Folha - O samba nasceu na Bahia?
Ivone - Tia Ciata foi quem trouxe
da Bahia para o Rio, mas não sei
se nasceu lá. Vi muito o samba em
Angola, com o nome de semba.
Baiano é um pouco prosa, orgulhoso. Acham que da terra deles é
que nasceu tudo. Mas a Bahia foi a
primeira capital do nosso Brasil,
então, pensando bem, eles estão
com um pouquinho de razão.
Folha - A escravidão pegou sua
família até que geração?
Ivone - Pegou meus bisavós. Minha avó já nasceu de ventre livre,
era mucama.
Folha - O Brasil é um país livre?
Ivone - É um pouco complicado,
né? Um pouco complicado. A
gente não pode dizer de tudo, de
tudo, que é livre, não.
Folha - A sra. é uma mulher livre?
Ivone - Olha, sou, sim, porque
desde criança trabalho. Posso dizer que fui emancipada com 12
anos. Perdi o pai com três anos,
minha mãe com nove, por isso fui
internada. Tudo que fiz foi da minha cabeça, sem ninguém me
guiar. Lembranças tristes de vez
em quando vêm, mas sou guerreira. Só não fui aquilo que não quis
ser. Tudo o que usufruí e usufruo
até a data presente é porque eu
quis e fiz por onde.
Folha - O que mudou entre 1947,
quando compôs o samba "Nasci para Sofrer", e 2001, quando lançou o
CD "Nasci pra Sonhar e Cantar"?
Ivone - Com o decorrer da vida,
mudei. Dos nove aos 11 anos, senti
muita falta de mãe, de direção. O
que me valeu muito foi o colégio
interno. Se fosse criada aqui fora,
não sei o que seria de mim.
Folha - Que avaliação a sra. faria
do samba em 2004?
Ivone - Acho que tem crescido
muito. Esta moçada tem dado valor ao samba, faz coisas muito bonitas, inteligentes. Mas o samba
de raiz dá origem a tudo, sem ele
não conseguiriam nada. O samba
de raiz está em primeiro lugar.
Folha - E sobre o Brasil?
Ivone - O Brasil tem sido um caso sério. Mas nós, brasileiros, graças a Deus tiramos isso de letra.

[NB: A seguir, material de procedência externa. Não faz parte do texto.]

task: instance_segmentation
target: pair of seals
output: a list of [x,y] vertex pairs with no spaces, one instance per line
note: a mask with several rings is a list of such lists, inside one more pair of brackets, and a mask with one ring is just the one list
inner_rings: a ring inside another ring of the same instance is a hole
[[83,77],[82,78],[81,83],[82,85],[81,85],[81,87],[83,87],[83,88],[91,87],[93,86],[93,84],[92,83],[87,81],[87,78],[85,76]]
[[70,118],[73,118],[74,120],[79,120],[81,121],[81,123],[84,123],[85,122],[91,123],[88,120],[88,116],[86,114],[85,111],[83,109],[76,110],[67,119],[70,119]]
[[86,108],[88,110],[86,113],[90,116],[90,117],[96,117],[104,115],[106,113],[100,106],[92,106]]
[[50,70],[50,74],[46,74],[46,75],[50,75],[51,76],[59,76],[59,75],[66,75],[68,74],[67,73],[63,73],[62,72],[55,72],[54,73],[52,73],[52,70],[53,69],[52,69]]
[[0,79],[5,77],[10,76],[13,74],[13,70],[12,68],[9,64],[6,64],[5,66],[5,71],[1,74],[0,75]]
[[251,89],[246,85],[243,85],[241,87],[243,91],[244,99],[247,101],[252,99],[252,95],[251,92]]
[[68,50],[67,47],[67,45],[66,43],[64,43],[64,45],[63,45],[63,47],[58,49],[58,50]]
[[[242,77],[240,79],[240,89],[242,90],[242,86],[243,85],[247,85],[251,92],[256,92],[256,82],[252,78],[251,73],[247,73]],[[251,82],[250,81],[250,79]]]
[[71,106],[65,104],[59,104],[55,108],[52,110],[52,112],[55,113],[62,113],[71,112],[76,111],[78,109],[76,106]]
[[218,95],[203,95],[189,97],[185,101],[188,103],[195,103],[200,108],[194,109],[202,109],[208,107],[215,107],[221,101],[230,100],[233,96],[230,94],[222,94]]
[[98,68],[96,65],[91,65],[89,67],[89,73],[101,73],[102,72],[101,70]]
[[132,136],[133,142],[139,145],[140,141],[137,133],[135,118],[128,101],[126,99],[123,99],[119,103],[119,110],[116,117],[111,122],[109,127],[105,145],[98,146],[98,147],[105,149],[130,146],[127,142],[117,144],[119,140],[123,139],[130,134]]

Ninguém se impressiona com o
que acontece, quase sempre vêm
coisas boas. Deus é brasileiro.
Folha - O Brasil respeita seus cidadãos de mais idade?
Ivone - Não tenho do que me
queixar, tenho sido bem tratada.
Respeito e considero os outros, tenho que ser considerada, não é isso? A gente tem que se impor.